Andre Mackie, executive director of the Central Colorado Conservancy (CCC), was in-store nearly all day. He handed out garden seeds, information pamphlets on the CCC’s mission and projects and engaged customers in discussions about incorporating sustainable use practices into their everyday life.

“For us [the CCC], every day is Earth Day,” said Mackie.

The CCC focuses its efforts on protecting natural lands, water and general stewardship and restoration of natural landscapes.
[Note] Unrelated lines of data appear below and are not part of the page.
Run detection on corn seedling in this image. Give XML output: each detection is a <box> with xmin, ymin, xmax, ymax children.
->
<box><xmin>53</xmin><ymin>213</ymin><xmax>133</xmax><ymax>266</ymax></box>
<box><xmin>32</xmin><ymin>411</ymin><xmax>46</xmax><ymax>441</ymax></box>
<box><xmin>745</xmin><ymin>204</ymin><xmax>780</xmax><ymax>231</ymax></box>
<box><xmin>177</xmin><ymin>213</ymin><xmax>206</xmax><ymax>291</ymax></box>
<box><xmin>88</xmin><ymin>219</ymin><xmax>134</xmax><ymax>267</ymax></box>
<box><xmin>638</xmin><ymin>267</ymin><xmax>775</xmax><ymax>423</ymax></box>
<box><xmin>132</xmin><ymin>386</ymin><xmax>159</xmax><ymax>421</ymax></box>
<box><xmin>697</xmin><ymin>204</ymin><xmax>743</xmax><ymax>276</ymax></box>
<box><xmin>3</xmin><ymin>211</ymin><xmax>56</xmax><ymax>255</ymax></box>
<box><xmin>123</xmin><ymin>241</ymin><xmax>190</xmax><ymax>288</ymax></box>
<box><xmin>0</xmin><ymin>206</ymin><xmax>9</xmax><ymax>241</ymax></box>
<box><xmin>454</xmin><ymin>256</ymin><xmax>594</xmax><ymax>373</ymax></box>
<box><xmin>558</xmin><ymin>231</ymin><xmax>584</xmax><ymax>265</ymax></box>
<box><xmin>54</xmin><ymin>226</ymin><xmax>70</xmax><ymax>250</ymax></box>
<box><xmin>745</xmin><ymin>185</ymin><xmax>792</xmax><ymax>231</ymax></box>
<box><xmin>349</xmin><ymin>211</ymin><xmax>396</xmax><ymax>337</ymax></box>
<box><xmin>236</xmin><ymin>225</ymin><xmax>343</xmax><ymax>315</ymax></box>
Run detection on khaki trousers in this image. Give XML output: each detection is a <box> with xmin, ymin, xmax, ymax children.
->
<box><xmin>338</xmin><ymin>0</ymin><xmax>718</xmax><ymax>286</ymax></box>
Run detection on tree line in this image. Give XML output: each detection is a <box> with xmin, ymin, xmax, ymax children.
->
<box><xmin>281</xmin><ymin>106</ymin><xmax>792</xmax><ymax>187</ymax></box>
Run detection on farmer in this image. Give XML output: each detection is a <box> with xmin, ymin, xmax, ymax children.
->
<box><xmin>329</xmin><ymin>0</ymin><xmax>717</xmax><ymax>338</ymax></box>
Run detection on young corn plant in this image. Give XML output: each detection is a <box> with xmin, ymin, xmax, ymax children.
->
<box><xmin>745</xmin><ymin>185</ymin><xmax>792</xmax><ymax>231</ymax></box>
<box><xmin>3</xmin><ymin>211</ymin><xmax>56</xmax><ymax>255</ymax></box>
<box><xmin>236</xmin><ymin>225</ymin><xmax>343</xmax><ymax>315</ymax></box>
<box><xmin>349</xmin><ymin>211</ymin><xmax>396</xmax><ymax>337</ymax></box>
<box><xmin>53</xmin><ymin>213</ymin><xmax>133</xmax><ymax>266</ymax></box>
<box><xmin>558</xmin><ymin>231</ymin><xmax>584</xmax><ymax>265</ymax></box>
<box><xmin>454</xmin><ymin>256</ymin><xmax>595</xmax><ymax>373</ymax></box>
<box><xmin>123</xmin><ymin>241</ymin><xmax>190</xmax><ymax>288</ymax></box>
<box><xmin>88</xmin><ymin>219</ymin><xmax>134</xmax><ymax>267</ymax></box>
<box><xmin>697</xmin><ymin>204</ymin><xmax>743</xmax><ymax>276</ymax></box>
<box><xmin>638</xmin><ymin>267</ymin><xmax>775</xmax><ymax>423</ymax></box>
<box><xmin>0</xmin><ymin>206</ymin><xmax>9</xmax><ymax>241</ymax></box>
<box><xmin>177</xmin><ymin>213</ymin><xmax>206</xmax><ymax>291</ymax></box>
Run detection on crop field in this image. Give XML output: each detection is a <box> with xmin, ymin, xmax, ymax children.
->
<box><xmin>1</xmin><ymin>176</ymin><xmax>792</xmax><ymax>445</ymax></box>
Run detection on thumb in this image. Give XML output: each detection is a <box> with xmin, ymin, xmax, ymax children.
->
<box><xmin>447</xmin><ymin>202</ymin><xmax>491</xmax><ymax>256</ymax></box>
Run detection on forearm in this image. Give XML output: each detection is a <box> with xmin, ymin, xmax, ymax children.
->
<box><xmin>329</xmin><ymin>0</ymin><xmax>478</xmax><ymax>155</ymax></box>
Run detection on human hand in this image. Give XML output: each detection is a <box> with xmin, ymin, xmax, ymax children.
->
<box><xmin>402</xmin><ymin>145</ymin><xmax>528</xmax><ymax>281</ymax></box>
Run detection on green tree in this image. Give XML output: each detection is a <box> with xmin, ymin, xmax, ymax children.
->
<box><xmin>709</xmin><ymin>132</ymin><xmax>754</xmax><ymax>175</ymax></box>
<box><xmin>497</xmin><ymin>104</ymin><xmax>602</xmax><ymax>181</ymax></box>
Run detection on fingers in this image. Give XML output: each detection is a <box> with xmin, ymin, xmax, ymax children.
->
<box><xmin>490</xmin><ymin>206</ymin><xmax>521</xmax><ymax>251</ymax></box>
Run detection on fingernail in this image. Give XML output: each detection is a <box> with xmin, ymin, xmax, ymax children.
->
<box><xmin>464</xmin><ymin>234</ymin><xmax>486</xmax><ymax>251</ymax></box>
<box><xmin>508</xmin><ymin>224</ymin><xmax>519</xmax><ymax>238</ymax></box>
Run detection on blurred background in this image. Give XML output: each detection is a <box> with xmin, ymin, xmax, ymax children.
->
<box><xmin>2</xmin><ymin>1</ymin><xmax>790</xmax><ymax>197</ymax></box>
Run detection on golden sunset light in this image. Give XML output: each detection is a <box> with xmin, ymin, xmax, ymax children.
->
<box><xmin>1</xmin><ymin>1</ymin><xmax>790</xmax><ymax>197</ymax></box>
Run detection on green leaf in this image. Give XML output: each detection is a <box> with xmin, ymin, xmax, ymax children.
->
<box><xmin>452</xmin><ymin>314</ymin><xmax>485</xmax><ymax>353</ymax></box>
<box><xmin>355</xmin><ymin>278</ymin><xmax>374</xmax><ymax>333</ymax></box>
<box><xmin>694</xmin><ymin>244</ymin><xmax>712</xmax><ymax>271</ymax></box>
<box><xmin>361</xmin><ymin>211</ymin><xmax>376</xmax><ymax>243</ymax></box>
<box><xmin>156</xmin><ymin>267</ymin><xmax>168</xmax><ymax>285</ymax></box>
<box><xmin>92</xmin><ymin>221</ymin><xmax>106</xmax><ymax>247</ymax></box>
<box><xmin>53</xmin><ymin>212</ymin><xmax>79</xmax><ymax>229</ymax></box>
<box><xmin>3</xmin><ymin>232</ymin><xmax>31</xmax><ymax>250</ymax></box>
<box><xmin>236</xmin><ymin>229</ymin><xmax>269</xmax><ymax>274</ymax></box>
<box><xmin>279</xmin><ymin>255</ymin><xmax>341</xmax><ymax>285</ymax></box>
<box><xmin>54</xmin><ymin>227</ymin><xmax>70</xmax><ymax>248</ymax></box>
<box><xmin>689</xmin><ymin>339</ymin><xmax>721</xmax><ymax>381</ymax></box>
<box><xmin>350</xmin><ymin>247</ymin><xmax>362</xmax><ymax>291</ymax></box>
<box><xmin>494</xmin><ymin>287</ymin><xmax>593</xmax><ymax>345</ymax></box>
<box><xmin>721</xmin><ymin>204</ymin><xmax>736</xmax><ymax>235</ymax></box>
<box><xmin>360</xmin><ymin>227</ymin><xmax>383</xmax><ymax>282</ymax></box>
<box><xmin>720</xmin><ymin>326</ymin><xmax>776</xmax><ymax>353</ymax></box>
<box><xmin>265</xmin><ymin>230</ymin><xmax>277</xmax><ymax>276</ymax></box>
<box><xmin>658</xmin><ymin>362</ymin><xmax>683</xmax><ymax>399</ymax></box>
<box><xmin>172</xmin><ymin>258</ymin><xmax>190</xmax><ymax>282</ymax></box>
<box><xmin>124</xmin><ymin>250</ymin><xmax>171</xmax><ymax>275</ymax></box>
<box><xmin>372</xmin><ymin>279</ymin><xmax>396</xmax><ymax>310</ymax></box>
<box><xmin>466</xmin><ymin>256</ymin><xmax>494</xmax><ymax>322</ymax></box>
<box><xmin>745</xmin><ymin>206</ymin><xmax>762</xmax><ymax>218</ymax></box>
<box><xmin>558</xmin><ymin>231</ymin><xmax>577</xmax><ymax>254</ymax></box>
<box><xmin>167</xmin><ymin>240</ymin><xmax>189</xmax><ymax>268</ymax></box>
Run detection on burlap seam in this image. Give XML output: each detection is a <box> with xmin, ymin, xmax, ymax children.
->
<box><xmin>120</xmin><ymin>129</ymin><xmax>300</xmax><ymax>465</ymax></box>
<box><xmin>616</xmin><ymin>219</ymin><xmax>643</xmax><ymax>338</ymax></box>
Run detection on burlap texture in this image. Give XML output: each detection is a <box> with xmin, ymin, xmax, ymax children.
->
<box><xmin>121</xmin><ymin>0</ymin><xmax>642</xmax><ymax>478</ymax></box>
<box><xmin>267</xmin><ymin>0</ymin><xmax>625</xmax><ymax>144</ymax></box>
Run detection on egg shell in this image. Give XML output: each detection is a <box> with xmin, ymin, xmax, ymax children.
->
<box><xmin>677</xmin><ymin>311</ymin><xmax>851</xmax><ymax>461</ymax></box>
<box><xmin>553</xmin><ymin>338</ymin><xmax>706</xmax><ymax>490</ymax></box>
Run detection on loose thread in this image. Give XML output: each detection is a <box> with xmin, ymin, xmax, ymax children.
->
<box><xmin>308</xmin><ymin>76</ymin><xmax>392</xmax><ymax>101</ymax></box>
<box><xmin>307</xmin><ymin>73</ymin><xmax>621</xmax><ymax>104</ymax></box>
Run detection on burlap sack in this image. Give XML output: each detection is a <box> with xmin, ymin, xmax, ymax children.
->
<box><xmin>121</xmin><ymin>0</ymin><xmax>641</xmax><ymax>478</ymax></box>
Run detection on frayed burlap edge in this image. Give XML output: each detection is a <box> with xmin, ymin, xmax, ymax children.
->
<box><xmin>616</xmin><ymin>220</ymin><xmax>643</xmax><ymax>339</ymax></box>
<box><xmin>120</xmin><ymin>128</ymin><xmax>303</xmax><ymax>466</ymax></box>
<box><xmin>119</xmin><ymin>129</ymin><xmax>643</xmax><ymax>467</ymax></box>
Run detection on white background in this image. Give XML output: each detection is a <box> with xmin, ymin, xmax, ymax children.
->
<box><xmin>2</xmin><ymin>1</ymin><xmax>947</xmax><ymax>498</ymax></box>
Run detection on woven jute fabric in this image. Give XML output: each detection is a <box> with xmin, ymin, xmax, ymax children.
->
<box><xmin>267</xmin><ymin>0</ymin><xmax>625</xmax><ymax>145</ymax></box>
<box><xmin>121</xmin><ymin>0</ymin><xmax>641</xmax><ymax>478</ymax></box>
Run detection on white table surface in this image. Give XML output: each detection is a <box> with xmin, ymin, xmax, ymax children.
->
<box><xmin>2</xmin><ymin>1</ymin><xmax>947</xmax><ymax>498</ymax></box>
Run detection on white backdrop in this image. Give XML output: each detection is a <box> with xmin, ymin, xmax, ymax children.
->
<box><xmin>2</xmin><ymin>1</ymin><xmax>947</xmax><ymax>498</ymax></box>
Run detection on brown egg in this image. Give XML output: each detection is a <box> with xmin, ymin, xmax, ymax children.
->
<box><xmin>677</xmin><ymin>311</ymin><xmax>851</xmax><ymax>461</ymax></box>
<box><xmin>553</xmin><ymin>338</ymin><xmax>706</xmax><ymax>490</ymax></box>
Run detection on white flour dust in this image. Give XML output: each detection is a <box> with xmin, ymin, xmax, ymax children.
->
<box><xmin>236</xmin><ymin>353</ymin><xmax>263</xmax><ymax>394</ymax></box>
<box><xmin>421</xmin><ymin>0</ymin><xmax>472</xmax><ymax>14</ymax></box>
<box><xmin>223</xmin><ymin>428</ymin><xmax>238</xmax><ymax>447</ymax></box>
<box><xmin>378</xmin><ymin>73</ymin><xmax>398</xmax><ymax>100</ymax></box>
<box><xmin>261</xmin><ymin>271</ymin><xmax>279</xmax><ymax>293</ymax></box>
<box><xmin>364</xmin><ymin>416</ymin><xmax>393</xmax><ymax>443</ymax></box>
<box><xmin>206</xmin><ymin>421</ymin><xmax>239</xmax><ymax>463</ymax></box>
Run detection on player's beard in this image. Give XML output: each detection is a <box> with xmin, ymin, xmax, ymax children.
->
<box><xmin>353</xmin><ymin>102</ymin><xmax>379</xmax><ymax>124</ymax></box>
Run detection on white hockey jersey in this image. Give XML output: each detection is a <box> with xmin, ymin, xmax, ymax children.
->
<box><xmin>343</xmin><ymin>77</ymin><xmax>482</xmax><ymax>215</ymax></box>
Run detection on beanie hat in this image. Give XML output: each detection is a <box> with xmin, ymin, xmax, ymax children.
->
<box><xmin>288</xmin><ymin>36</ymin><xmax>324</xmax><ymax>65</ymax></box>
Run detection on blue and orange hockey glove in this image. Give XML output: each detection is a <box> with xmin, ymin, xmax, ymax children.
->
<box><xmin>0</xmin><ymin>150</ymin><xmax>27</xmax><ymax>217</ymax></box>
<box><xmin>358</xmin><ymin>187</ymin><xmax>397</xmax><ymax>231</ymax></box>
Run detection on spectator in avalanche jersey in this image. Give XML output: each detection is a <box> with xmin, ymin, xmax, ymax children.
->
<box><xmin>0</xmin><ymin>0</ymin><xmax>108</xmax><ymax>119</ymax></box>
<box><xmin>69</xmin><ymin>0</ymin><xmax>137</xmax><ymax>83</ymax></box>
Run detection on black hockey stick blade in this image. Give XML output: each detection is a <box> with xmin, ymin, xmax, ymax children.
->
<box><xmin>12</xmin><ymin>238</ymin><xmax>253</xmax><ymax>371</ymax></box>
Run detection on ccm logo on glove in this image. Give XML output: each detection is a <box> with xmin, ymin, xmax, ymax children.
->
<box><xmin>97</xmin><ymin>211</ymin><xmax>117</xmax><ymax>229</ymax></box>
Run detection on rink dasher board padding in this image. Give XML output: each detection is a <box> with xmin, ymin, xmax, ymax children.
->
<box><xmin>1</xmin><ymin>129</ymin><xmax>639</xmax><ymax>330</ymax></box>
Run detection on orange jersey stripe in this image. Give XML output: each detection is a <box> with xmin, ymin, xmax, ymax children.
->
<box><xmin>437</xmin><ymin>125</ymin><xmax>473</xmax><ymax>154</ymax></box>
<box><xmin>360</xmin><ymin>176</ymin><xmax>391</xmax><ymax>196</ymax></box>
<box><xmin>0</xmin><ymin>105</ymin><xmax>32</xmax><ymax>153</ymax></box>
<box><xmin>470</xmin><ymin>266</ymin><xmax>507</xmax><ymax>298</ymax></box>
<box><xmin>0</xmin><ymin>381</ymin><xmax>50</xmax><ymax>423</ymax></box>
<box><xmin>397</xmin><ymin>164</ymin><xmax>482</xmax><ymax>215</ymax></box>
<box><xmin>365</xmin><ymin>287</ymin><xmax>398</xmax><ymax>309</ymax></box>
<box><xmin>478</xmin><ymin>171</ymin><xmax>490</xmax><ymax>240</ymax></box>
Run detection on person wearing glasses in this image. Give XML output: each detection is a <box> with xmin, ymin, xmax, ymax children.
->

Currently, the CCC is running a capital campaign to purchase 640 acres of the Centerville Ranch. The 650-acre portion is roughly 70 percent of the 940-acre ranch and would be protected in perpetuity as a Conservation Easement. Protecting this land with a Conservation Easement would preserve critical elk and mule deer winter ranges and migratory routes while tying the water-rights to the land forever and maintaining the Highway 285 Scenic Byway.

As part of the campaign, the CCC is hoping to raise $100,000 from private donations to show fund-granting entities that the public is behind the project.

“We know what these funding entities are looking for,” said Mackie in a town-hall meeting in mid-March. “To be quite clear and quite honest, [the grantors] want to see the community involved. They want to see the community funding these projects.”

Though Earth Day is designated a mere 24 hours of recognition, you can see that many in the Arkansas Valley are giving it the attention it warrants. Still, it’s not enough.

If you, your business or your organization want to get involved, please reach out to Chaffee Green at

As Alexander said so clearly, “We are blessed to live in an exceptionally beautiful part of the world.”

The obvious message: Let’s take care of it.